Another time, he took the bold initiative of tearing up some posters that discredited the director of the university where he studied and which had been stuck to a wall of the distinguished teaching establishment by rebellious students. A throng of these rebels soon surrounded him, threatening him with reprisals and insisting that he make amends for his alleged affront to freedom of thought. Without losing his composure, Pier Giorgio responded that falsehood and calumny had no right to freedom whatsoever, and he was ready to destroy every similar poster he came across.
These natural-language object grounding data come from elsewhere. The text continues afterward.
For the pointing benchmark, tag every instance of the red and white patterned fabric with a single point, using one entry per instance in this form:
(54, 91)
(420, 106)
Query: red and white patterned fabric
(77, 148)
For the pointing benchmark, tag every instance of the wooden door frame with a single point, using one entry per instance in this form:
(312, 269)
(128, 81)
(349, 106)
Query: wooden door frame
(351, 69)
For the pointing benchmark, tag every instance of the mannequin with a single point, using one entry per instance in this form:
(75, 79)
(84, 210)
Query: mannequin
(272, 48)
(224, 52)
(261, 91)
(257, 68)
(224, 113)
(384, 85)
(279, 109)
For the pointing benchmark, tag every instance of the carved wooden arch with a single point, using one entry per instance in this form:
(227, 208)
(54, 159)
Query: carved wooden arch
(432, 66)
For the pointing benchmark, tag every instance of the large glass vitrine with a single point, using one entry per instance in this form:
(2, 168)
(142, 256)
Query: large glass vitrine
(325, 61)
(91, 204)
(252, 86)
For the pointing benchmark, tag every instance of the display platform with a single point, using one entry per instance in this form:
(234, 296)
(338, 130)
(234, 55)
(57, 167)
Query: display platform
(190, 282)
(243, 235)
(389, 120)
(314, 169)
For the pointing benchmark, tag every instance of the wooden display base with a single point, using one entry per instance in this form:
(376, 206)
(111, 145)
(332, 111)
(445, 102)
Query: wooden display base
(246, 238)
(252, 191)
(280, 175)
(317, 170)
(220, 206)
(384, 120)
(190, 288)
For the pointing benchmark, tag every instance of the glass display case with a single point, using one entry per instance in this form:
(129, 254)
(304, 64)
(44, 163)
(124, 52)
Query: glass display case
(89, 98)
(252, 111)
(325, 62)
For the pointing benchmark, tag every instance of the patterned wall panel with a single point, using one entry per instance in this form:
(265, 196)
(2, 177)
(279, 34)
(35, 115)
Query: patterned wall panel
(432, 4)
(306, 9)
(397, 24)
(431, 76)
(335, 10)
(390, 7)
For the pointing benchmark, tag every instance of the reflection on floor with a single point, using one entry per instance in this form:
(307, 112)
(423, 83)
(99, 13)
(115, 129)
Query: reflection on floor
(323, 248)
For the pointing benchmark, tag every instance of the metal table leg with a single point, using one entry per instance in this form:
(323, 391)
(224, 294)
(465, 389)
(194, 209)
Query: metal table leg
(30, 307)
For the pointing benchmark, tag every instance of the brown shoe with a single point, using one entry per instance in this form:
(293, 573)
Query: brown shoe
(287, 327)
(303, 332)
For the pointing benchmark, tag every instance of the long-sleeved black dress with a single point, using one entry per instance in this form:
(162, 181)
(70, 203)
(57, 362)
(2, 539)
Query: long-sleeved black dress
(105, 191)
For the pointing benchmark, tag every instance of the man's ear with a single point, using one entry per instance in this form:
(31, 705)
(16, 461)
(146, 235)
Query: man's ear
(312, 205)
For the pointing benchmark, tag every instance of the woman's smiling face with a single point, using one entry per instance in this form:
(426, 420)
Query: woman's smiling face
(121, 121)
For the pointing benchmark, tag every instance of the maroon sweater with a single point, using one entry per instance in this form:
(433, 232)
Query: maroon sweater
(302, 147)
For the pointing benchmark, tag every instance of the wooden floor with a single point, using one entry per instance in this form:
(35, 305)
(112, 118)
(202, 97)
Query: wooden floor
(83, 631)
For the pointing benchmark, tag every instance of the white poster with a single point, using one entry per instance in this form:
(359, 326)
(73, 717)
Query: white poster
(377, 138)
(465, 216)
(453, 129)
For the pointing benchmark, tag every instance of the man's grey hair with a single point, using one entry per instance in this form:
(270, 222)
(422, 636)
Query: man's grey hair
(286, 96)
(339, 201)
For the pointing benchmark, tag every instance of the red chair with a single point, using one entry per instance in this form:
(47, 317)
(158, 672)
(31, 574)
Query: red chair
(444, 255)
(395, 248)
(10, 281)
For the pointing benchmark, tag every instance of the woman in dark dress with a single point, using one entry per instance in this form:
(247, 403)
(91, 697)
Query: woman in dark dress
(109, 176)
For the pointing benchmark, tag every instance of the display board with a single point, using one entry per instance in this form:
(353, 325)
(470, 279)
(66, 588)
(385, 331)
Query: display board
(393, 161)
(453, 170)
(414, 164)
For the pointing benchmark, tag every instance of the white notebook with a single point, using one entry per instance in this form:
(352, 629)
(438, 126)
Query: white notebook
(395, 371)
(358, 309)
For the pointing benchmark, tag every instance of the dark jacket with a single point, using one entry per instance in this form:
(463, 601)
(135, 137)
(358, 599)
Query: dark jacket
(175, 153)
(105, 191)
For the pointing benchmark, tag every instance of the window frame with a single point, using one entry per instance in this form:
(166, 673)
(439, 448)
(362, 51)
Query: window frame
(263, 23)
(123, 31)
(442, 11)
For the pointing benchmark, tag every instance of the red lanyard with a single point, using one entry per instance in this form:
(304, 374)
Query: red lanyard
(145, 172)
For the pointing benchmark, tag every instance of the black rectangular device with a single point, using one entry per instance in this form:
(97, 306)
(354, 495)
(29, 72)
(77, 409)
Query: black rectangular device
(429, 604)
His solid conviction reduced the rebels to silence, and they soon dispersed.

Active in Catholic circles

At 12 years of age, he enrolled in several religious associations, including the Apostolate of prayer, the Company of the Blessed Sacrament, the Eucharistic League, the Marian Congregation and St. Vincent de Paul Society. As a member of the Young Nocturnal Adorers Association of Santa Maria di Piazza Church in Turin, he edified many religious and priests who frequently saw him arrive around midnight, kneel before the monstrance and remain in that position until four in the morning, in deep recollection. He is merited with having founded a Catholic youth group that he called Milites Mariæ, and he was admitted as a Dominican tertiary in May of 1922. He was always a zealous apostle toward those who had abandoned the Faith. It can be said that, although a layman, he had a priestly heart. Intending to bring wayward sheep back to the Church, he began taking material aid to low-income families of the city and to visiting the sick in their homes, an act of charity that no young man of his social status dared to do. Because of his utter naturalness in these undertakings, not even his parents suspected the magnanimity of his actions. At the news of his death, many beneficiaries came to pay him their final respects, acclaiming him a saint and venerating his body as a relic.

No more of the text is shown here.